Poster
66 |
Remote - Hell, in Paradise. A portrait of Dengue from Abdulrazak Gurnah’s masterpiece |
Introduction It is not rare to find in literature at its highest level the powerful representation of human disease. It is the case in the novel Paradise by Abdulrazak Gurnah, which contains a description of a likely Dengue outbreak .
Aims and methods We have analysed the paragraph from the novel emphasizing details that could suggest a Dengue aetiology for the outbreak described among members of the caravan protagonists of the novel.
Early the following day, they set off for Chatu's country. […] They travelled on narrow country paths, beating uphill through lush vegetation. […] Clouds of insects circled their heads. When they stopped to rest, the insects alighted on them and sought out orifices and tender flesh. At the end of their first day in Marungu several of them had fallen ill. They were tormented by mosquitoes in such numbers that in the morning their faces were bloodied and scarred with bites. […] By the third day, the afflicted men were desperately ill and others were showing signs of decline. The worst ones could neither eat nor prevent their bodies from evacuating. Their fellows carried their stinking bodies in turn, ignoring their delirious groans as much as was possible and trying to evade the black blood that oozed out of them. On the steep inclines the men could only move a few feet at a time, dragging their burdens on hands and knees. On the fourth day two of the men died. They buried them quickly and waited an hour while the merchant silently read a sura from the Koran. All of them were now tormented by festering sores, which the insects dug deep into to lay their eggs and draw fresh blood. […] When two more men were found dead on the fifth morning …”
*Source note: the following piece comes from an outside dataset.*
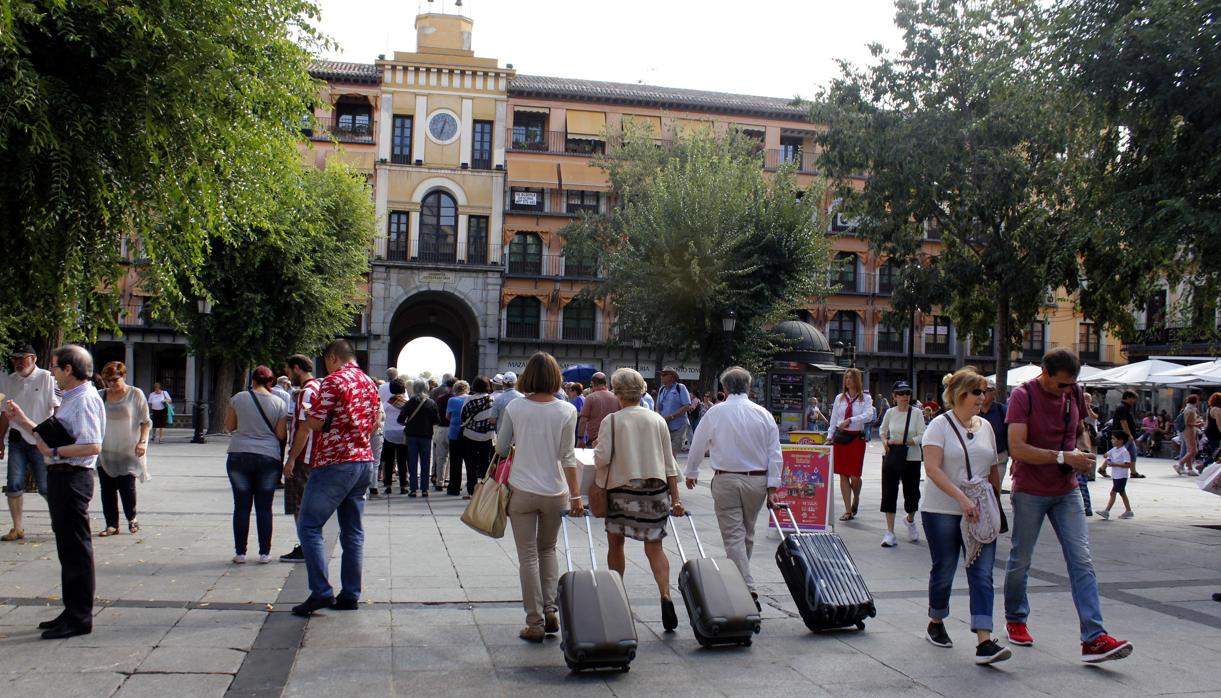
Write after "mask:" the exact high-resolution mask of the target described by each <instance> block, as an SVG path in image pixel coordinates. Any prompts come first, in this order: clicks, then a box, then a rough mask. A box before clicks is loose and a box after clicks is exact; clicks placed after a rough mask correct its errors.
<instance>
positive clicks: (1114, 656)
mask: <svg viewBox="0 0 1221 698" xmlns="http://www.w3.org/2000/svg"><path fill="white" fill-rule="evenodd" d="M1129 654H1132V643H1131V642H1128V641H1126V639H1115V638H1114V637H1111V636H1109V635H1105V633H1104V635H1100V636H1098V637H1095V638H1094V639H1092V641H1089V642H1083V643H1081V660H1082V661H1085V663H1088V664H1098V663H1099V661H1106V660H1109V659H1123V658H1125V657H1127V655H1129Z"/></svg>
Discussion Dengue was reported in Tanzania since the fifteenth Century and during the nineteenth century on the Islands of Zanzibar and was endemic at the time and geographic setting where the novel Paradise takes place (the actual Republic of Tanzania, during times of colonial invasion). Mosquito vectors are described as “Clouds of insects circled their heads” through the lush vegetation, encountered “early the following day”, likely the day-time beating Aedes mosquito, responsible for disease transmission.
The members of the caravan initially exposed to the endemic serotype in coastal regions, could have been infected with a different serotype when traveling into mainland, explaining the rapid onset of symptoms due to antibody dependent enhancement. Accordingly, the incubation period for Dengue virus is 4–7 days, followed by a febrile phase and constitutional symptoms, well described in a clear temporal sequence, from “the end of the first day” to the “fifth morning” as asthenia, anorexia and “black blood that oozed out of them”, or haemorrhagic manifestations typical of severe disease. The short incubation period, the intensity of symptoms reported by the majority of cases and the fatality rate favours the hypothesis of ADE in diagnosis of Dengue reinfection during the journey in a region endemic for a different viral serotype, and exclude malaria from differential diagnosis, for which premunition in endemic regions would favour asymptomatic infection.
Conclusions Notwithstanding the public health burden of Aedes invasive species and of its transmitted arboviruses in Tanzania, there is still nowadays insufficient information on vector dynamics and transmission risk in most parts of the Country. The powerful pictorial view of this endemic condition provided by Gurnah could inspire, through the beauty of art, further research.